Jared Diamond documents the twelve components that lead to societal collapse. The societies of Greenland, Easter Island, Ankor Watt, and Mayan America completely distroyed the entire ecologies their civilizations needed to survive. When people over exploit an ecological system it tends to completely collapse taking the people and civilization with it. Easter Island and Greenland once had lush forests but today are barron rocks in the ocean. The fertile cresent in Iraq, Syria, and Lebonon was once the bread basket of the ancient world. Today it is a desert. The same process that distroyed the ancient civilizations is alive and well today. The ecosystems in Rawanda and Somalia are in a state of ongoing collapse and the human populations are crashing into genocide and dieoff.

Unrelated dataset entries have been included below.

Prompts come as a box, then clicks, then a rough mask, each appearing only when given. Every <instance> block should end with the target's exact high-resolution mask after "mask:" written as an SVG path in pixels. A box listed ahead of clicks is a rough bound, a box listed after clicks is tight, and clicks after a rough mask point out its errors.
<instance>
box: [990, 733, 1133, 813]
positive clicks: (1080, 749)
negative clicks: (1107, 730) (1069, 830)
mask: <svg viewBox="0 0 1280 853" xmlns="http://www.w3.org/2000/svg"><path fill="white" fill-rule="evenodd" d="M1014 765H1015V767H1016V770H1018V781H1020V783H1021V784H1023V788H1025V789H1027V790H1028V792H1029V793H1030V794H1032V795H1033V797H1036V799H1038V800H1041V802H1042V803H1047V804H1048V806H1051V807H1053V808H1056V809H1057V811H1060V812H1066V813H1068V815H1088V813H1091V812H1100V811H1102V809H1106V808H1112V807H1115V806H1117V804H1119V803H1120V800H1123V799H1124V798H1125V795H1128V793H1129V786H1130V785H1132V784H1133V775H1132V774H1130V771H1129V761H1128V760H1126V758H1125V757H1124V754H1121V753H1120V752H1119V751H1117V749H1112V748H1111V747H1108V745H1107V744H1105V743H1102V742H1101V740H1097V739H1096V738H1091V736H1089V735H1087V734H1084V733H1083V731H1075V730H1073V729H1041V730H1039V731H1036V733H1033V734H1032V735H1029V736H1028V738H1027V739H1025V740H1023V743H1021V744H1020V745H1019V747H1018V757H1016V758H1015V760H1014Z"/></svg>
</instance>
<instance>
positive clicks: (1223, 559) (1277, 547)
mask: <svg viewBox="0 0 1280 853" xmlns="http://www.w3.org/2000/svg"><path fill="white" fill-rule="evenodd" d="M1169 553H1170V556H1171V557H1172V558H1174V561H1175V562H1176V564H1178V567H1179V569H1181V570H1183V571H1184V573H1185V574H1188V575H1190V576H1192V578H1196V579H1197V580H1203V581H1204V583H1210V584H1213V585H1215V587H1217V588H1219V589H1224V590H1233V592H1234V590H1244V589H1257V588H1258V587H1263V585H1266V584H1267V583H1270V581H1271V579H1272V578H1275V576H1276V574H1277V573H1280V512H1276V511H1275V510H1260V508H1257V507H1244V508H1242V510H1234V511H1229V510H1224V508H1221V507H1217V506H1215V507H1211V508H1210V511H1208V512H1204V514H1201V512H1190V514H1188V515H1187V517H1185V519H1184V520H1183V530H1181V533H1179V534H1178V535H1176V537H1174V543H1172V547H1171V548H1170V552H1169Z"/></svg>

The process is also comming to the First World for not even America is immune. He uses the case of Montana which was once one of the richest states because of its vast natural resources but is now the second poorest because of over exploitation. The forests have all either been clearcut or are unhealthy tinder boxes because of poor forest management in harvesting the old growth trees. Montana's 20,000 abandoned copper and gold mines will leach leathal doses or cynide and arsenic into into the water sheds for 100,000 years. Over 90% of the fish in the lakes and rivers are now dead and many ponds have become toxic waste dumps from the mines. The once fertile soil is now encrusted with salt from the distruction of complex root systems. Many wells that once produced clean drinking water now produce water twice as salty as seawater. Montana which was once a great exporter of Timber, Mined metals, and Farm goods is now an inporter of these things. The economy is almost entirely tourism based now with rich people building summer homes where farms once stood. If Montanta were isolated from the rest of the world its' economy and population would have already crashed and died off.

Similar proped up dead zones exist all over the world including Europe, China, India, and Austrailia. Easter Island, and Greenland and others did not die-off all at once but had occurances of dead zones or abandoned farmland and fisheries long before the main die-off. After the oldest exploited lands were abandoned for less spoiled zones the entire ecollogy collapses as the unspoiled areas were quickly distroyed and stripped until there was nothing left but barren rock. The entire earth going through a similar process until it will be completely stripped and left as a dead rock in space.